Schools Set Out Policies To Diversify Holiday Celebrations
For 32 years, students at Lee's Summit (Mo.) High School celebrated the Christmas season with a ceremony that included the lighting of candles, a Nativity scene, and readings from the Bible.
But when the American Civil Liberties Union threatened to sue in 1987, school officials were told by their lawyers that the holiday assembly was unconstitutional.
Officials then set about to tone down the celebration, working to fashion a program that would not only pass constitutional muster but also celebrate religious diversity.
Their efforts ran counter, however, to popular sentiment. And the district wound up being sued in federal court--not by the ACLU, but by a group of students who claimed that their rights to religious freedom had been violated when the school tampered with tradition.
The Lee's Summit case typifies what has been called the "December dilemma"--public schools' annual friction over how to celebrate the Christmas holidays.
Religious and educational leaders said last week that new examples of the seasonal skirmishes were sure to emerge this month. But they indicated that a growing number of school districts are establishing formal policies on religious holidays to help deal with the problem.
The policies, they said, recognize an influx of schoolchildren coming from other cultures and other faiths. Some seek to broaden the whole curriculum to include more teaching about various religions.
But some also have curtailed traditional holiday celebrations, raising objections from parents and students.
"The trend is definitely away from the more traditional Christmas celebrations and toward celebrations that mark the season or time of year," said Charles C. Haynes, project director for the Americans United Research Foundation, a sister organization of Americans United for Separation of Church and State.
"The problems we still run into across the country are that a lot of folks remain confused about what they can and cannot do," he said.
One reason for the confusion is that the U.S. Supreme Court has yet to rule definitively on the issue.
In 1980, the High Court let stand the U.S. Court of Appeals for the Eighth Circuit's decision in Florey v.

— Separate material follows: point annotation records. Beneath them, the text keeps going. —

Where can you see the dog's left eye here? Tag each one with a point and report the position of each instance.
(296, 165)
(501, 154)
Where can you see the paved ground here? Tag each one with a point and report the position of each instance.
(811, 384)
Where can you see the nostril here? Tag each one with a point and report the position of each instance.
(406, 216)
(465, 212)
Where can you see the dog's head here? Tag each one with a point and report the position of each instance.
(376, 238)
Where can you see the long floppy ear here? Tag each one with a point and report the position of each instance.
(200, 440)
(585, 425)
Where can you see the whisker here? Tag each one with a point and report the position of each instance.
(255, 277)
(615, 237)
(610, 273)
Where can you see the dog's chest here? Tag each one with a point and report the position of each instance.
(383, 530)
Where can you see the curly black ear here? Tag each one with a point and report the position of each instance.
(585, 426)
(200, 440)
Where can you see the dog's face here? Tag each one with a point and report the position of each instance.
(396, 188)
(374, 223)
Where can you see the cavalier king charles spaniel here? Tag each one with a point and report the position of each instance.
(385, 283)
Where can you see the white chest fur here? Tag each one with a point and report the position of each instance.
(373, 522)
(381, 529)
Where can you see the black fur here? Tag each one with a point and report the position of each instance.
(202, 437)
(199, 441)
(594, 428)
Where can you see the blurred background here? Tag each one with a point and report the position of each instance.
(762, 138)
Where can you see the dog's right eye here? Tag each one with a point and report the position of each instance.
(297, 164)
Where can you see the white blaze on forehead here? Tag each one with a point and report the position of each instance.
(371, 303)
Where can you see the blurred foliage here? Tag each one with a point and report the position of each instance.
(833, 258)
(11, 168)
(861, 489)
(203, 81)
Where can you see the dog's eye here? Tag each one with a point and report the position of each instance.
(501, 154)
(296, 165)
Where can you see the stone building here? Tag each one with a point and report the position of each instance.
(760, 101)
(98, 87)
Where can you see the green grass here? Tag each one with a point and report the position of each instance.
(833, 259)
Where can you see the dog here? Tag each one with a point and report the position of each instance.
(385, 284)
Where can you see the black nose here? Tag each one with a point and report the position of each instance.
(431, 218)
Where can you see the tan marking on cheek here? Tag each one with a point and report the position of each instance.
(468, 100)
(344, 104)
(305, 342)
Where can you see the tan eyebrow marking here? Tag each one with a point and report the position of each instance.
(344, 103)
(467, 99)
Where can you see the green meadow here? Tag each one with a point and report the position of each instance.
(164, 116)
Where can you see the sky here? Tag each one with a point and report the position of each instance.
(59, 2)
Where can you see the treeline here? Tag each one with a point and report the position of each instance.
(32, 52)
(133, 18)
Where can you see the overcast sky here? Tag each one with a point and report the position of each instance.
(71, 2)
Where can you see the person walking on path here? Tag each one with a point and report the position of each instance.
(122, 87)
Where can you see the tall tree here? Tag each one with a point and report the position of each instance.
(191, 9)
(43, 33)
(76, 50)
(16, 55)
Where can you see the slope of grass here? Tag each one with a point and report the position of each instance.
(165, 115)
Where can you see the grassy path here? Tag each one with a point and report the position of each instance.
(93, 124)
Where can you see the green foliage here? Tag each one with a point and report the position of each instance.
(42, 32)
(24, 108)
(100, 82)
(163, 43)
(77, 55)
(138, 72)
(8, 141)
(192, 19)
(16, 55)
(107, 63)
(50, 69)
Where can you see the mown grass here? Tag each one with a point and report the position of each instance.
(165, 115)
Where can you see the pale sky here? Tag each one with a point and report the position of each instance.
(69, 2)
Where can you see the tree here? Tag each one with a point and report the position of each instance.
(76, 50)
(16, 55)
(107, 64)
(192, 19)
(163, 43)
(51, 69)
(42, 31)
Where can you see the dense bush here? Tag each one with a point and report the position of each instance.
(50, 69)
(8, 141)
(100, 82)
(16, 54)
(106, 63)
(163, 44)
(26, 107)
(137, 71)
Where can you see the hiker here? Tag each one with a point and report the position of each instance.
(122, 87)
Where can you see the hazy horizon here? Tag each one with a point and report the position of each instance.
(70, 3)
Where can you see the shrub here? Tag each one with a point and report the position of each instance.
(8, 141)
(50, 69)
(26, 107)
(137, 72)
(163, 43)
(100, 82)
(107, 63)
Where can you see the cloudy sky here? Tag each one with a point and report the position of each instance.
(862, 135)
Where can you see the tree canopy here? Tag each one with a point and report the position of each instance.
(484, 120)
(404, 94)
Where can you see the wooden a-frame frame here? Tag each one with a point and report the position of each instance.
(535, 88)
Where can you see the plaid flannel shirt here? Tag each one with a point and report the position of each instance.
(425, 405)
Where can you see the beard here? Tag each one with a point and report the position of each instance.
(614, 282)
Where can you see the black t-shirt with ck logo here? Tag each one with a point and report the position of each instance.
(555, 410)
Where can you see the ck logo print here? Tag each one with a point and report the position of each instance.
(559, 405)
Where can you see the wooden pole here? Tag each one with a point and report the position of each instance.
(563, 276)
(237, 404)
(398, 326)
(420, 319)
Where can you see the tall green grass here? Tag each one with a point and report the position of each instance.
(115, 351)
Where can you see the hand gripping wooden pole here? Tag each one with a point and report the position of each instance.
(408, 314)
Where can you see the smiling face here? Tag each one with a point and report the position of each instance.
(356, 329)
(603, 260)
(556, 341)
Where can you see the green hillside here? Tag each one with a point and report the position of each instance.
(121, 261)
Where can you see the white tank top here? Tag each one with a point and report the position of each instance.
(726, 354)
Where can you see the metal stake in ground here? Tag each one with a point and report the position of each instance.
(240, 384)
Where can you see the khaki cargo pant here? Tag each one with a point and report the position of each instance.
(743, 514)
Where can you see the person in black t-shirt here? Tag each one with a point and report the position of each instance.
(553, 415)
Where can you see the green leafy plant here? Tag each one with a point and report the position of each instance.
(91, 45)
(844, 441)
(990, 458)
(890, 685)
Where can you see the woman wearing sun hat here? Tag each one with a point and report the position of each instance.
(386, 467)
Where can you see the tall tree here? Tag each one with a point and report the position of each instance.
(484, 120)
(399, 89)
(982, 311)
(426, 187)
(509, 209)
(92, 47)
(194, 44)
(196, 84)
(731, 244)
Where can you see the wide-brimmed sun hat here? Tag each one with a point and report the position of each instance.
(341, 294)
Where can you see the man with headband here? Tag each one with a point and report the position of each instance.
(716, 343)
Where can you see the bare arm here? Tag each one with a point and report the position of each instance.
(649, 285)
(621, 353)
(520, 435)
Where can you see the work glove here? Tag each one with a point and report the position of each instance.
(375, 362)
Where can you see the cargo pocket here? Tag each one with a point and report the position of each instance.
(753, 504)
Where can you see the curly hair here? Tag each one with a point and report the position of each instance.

Sioux Falls School District, which held that a school's recognition of a religious holiday is constitutional if its purpose is to offer secular instruction about religious traditions, rather than to promote a particular religion.
In two cases decided this year, both on holiday displays for public buildings and grounds, the Supreme Court ruled that exclusively religious displays are unconstitutional, but that those mixing religious symbols from various faiths with secular symbols pass constitutional muster.

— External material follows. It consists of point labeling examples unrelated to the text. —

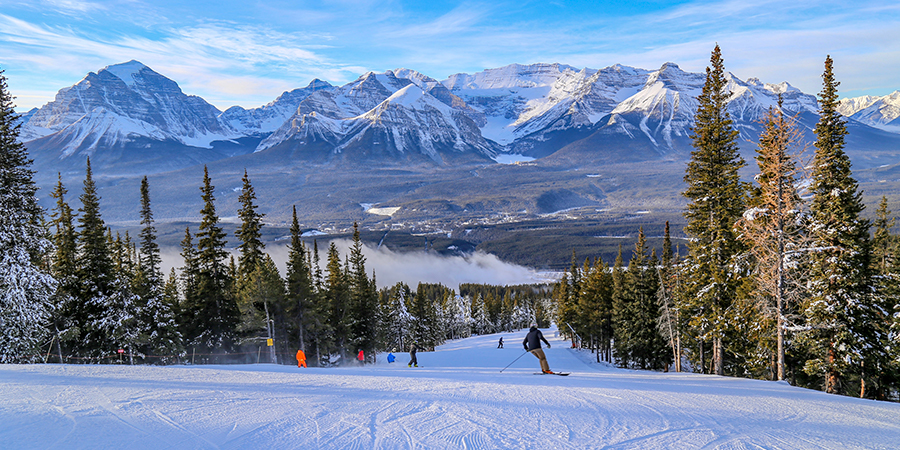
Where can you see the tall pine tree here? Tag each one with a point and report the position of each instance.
(716, 202)
(25, 288)
(213, 313)
(842, 331)
(96, 273)
(63, 268)
(250, 231)
(771, 228)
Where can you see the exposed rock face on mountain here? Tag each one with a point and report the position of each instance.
(267, 118)
(879, 112)
(381, 118)
(540, 109)
(421, 147)
(122, 102)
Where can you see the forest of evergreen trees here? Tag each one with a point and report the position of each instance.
(111, 295)
(782, 278)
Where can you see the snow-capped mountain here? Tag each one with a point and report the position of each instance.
(395, 115)
(879, 112)
(618, 113)
(269, 117)
(536, 110)
(122, 103)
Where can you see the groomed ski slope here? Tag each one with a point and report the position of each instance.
(458, 399)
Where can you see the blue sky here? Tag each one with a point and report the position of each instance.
(248, 52)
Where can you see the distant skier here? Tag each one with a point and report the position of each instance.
(413, 362)
(301, 358)
(532, 343)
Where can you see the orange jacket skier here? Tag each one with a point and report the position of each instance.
(301, 358)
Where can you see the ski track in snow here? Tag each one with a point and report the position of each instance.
(458, 399)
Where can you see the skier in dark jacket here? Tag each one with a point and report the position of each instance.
(412, 356)
(532, 344)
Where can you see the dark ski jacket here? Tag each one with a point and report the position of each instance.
(533, 339)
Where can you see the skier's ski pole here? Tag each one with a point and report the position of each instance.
(507, 366)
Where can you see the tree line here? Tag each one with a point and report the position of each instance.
(782, 279)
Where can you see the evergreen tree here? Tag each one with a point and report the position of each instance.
(396, 317)
(158, 320)
(122, 306)
(95, 270)
(886, 271)
(262, 306)
(336, 298)
(772, 231)
(301, 293)
(595, 307)
(638, 315)
(362, 301)
(250, 231)
(150, 259)
(213, 313)
(841, 319)
(670, 319)
(568, 298)
(716, 202)
(25, 288)
(63, 269)
(884, 243)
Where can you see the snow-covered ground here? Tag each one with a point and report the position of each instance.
(457, 399)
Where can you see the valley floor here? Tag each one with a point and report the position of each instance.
(457, 399)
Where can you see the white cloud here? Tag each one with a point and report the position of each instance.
(411, 268)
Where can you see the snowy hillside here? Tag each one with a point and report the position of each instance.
(457, 399)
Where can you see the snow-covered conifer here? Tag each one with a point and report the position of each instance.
(716, 202)
(25, 288)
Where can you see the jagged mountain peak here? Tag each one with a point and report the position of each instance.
(880, 112)
(127, 71)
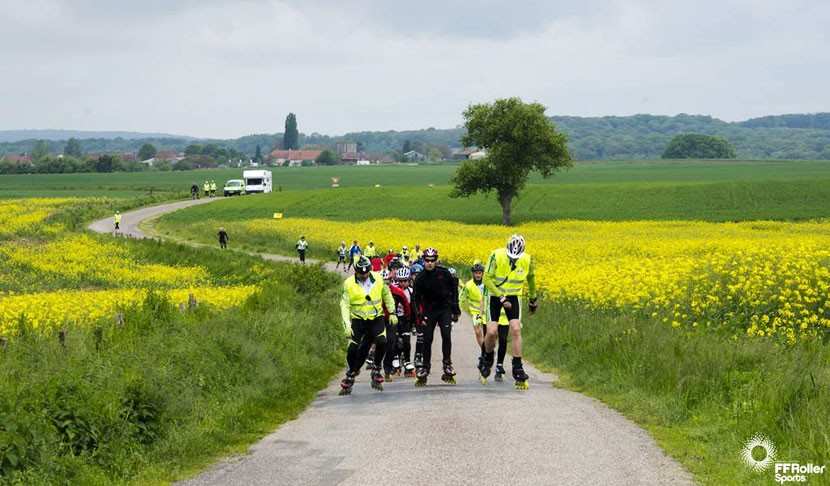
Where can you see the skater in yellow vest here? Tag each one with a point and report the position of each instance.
(508, 270)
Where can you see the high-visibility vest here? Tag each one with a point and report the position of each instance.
(506, 278)
(361, 307)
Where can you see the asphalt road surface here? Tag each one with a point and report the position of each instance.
(466, 433)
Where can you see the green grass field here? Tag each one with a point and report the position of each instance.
(594, 172)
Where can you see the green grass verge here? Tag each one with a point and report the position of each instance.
(700, 395)
(592, 172)
(168, 393)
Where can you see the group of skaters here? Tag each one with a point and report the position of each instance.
(209, 187)
(390, 298)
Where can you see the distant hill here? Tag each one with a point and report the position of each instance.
(57, 135)
(795, 136)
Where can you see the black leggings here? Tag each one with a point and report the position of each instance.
(443, 321)
(364, 334)
(399, 346)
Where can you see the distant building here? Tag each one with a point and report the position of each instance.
(17, 158)
(281, 157)
(413, 156)
(463, 153)
(346, 148)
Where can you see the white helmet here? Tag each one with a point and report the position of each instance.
(402, 274)
(515, 246)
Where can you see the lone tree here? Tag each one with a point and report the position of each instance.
(694, 146)
(291, 137)
(519, 139)
(147, 151)
(73, 148)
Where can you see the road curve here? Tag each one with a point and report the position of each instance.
(463, 434)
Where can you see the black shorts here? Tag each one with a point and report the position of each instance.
(495, 307)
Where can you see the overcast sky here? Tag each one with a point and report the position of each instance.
(225, 69)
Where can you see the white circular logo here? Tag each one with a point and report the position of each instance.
(758, 441)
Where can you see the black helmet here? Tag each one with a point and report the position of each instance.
(363, 265)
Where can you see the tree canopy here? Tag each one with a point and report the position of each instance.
(696, 146)
(518, 139)
(73, 148)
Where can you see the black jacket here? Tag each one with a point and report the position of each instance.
(436, 291)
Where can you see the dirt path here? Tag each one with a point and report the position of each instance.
(442, 434)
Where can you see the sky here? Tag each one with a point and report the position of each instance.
(224, 69)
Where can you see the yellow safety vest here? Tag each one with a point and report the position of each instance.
(502, 278)
(354, 303)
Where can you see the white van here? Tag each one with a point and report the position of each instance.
(257, 181)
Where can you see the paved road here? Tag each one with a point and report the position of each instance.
(442, 434)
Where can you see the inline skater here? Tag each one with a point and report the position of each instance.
(354, 254)
(361, 307)
(507, 271)
(341, 256)
(436, 297)
(397, 349)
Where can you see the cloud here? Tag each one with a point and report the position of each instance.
(222, 69)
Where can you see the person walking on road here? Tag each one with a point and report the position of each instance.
(504, 278)
(361, 306)
(436, 296)
(341, 256)
(223, 238)
(354, 254)
(302, 246)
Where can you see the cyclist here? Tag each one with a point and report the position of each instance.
(361, 307)
(436, 297)
(302, 246)
(507, 271)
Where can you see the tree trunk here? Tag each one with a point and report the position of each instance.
(506, 204)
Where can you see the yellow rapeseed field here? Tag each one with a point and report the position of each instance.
(93, 277)
(758, 278)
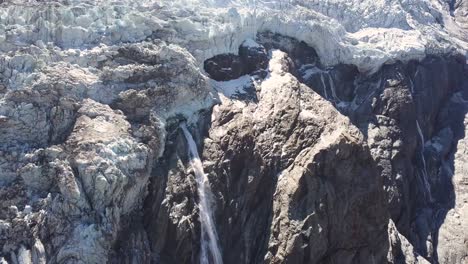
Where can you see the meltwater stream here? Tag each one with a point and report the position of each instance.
(209, 237)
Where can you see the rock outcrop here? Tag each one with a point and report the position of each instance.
(323, 140)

But in a footnote to that decision, the Justices indicated that the constitutional standards applied to public buildings, such as a city hall, in this matter may differ from those in a public-school setting.
To help schools sort out the matter, a coalition of religious and educational groups led by the Americans United Research Foundation published a brochure this October dealing with legal questions surrounding religious holidays.
It recommends that schools devise holiday programs "that serve an educational purpose for all students--programs that make no students feel excluded or identified with a religion not their own."
August W. Steinhilber, general counsel for the National School Boards Association, said he tells school officials that avoiding lawsuits in this area is difficult, but that, if policies are drawn carefully, "school boards will win" any legal challenges.
"As long as you don't proselytize, you're going to win," he said.
But in the Lee's Summit case, Superintendent Gail F. Williams said the change from a religious to a secular holiday celebration "really pitted a lot of people against one another."
Students staged a sit-in in November 1988 to persuade the school board to change its decision, and 93 who refused to return to class were suspended for three days.
On Dec. 16, 1988, six students filed suit in federal district court, claiming that the board's refusal to allow the traditional ceremony violated their consitutional rights to freedom of speech, association, and assembly.
The Rev. Harley Sampson, pastor of the Assemblies of God church in Lee's Summit and father of one of the plaintiffs, said the school's alternative holiday assembly "espouses secular humanism."
A federal judge dismissed the suit, but more than 100 students were allowed to skip the assembly to attend a ceremony at a nearby church.
Parental confusion and dismay have been evident elsewhere.
The Wilmette, Ill., elementary school district established a policy last year that included the evaluation of holiday symbols and religious music for their educational content.
"We actually think it is a very good policy," said William Gussner, superintendent of the suburban-Chicago district. "But some staff members read it as stronger than it was designed to be."
False rumors began to spread, one that pupils would not be allowed to wear green and red clothing, another that the singing of "Rudolph the Red-Nosed Reindeer" would be banned.
The district did pull Handel's "Messiah" from its music program, a decision Mr. Gussner now regrets.
"We probably would not pull it again, if it was taught as part of the music program and kids were taught the musical significance of it," he said.
In Rochester, Mich., school officials have adopted a policy that forbids gift exchanges and limits holiday recognition to 10 days.
"We have a multicultural population, and our policy is in response to that changing population," said Diane Iras, a district spokesman.
Holidays from five major faiths--Christianity, Judaism, Islam, Buddhism, and Shinto--have been put on the school calendar.